Al ver a Maya, su cara se alegró de repente y nos condujo a una salita que se encontraba en el piso de arriba. Maya le dio los datos para hacerse lo que ellos llaman la previsión anual, o la revolución solar; el hombre los anotó cuidadosamente en una libreta llena de operaciones matemáticas, en cuyas tapas amarillas se percibía claramente el roído de ratones. Después, Maya nos presentó, diciendo que yo era española y que residía en Nepal. Mr. Joshi preguntó si yo necesitaba de sus servicios, a lo que yo respondí ávidamente que, en realidad, no creía mucho en la astrología. Él me miró fijamente a los ojos y, cogiendo el pulgar de mi mano derecha, me dijo:
—Eres una persona afortunada, de fuertes convicciones y claro destino, vivirás en Nepal unos cuantos años y cumplirás los propósitos que te han traído hasta aquí. Te casarás dentro de un año, con una persona del país, que te ayudará a establecerte.
Yo le miraba burlona, con una media sonrisa, sin creer una palabra de lo que me decía. Maya asentía con la cabeza y apuntaba en una hoja de papel las palabras del oráculo. Al salir de allí, Maya me tendió el papel donde habían quedado escritos los presagios de mi futuro. Yo la miré de reojo y me eché a reír a carcajadas.
—No entiendo cómo puedes creer en semejantes tonterías —le dije.
Y permanecimos mucho rato en silencio intentando no pisarnos los terrenos; ella creía ciegamente en lo que llamaba «una ciencia milenaria», que es para los nepalíes como la Biblia para los cristianos. En Nepal, nada discurre al margen de la predicción y la adivinanza. Los nepalíes, independientemente de si son budistas o hinduistas, cultos o analfabetos, reyes o dignatarios, políticos, comerciantes o parias, todos consultan a sus adivinos. La superstición, el tantrismo, la hechicería, las prácticas extrasensoriales son tan normales para ellos como lo sería para nosotros acudir a nuestro farmacéutico. El astrólogo les recomienda las piedras y gemas que tienen que llevar para protegerse, les advierte del peligro, les previene contra las enfermedades, contra los días críticos, les sugiere cuáles son los mejores días para emprender un viaje, para empezar un negocio, para casar a un hijo, para cambiar de casa, para la siembra y la recolecta del arroz, incluso para las celebraciones típicas de sus fiestas y festivales. El astrólogo determina día y hora para todo, según sean las posiciones de los astros y los planetas. Sin su consentimiento, la vida de la ciudad y la del campo se paralizaría, la gente no se casaría, no se enterrarían los muertos, no se recogería la cosecha, no viajaría el rey, no se convocarían elecciones generales, los ritos más sagrados del hinduismo y el budismo no se practicarían sin las profecías.

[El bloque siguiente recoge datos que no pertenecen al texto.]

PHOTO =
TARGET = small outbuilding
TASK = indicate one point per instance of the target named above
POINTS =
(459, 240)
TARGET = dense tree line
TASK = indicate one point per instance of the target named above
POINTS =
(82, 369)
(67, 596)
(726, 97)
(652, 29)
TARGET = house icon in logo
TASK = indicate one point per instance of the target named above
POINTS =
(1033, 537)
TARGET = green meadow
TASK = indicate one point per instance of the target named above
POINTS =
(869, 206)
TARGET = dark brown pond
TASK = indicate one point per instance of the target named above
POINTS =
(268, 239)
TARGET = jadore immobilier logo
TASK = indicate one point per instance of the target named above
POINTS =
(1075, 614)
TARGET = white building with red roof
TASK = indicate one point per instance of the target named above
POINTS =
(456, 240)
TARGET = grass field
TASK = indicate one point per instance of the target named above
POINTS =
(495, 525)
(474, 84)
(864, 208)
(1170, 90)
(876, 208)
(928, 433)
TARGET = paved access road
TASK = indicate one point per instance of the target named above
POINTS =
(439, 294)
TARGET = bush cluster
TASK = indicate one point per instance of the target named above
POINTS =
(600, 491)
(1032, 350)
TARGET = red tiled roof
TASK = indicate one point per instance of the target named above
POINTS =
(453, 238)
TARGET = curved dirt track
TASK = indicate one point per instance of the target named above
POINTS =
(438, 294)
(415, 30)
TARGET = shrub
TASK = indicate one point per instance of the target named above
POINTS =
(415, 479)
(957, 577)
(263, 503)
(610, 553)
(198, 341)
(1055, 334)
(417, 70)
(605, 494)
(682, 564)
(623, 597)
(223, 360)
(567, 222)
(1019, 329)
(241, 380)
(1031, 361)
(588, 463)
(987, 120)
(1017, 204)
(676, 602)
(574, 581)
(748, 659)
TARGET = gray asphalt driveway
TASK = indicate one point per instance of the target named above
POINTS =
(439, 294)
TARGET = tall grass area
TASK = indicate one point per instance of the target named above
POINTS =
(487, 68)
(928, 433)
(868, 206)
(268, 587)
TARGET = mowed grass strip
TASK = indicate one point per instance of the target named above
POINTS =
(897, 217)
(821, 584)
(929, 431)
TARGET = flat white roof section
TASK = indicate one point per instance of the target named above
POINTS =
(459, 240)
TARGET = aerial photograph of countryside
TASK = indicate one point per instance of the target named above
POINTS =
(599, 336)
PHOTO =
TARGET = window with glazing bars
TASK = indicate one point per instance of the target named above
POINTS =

Agradecí profundamente a Maya el haberme llevado allí. La experiencia me descubrió una faceta muy importante de la vida social del país que no era, en absoluto, para ser tomada a chirigota. Los nepalíes organizaban sus vidas en función del vaticinio de sus adivinos, y yo, si quería montar la escuela, debería tenerlo muy presente y aprender a manejarme en el ambiente del presagio y el augurio con toda normalidad.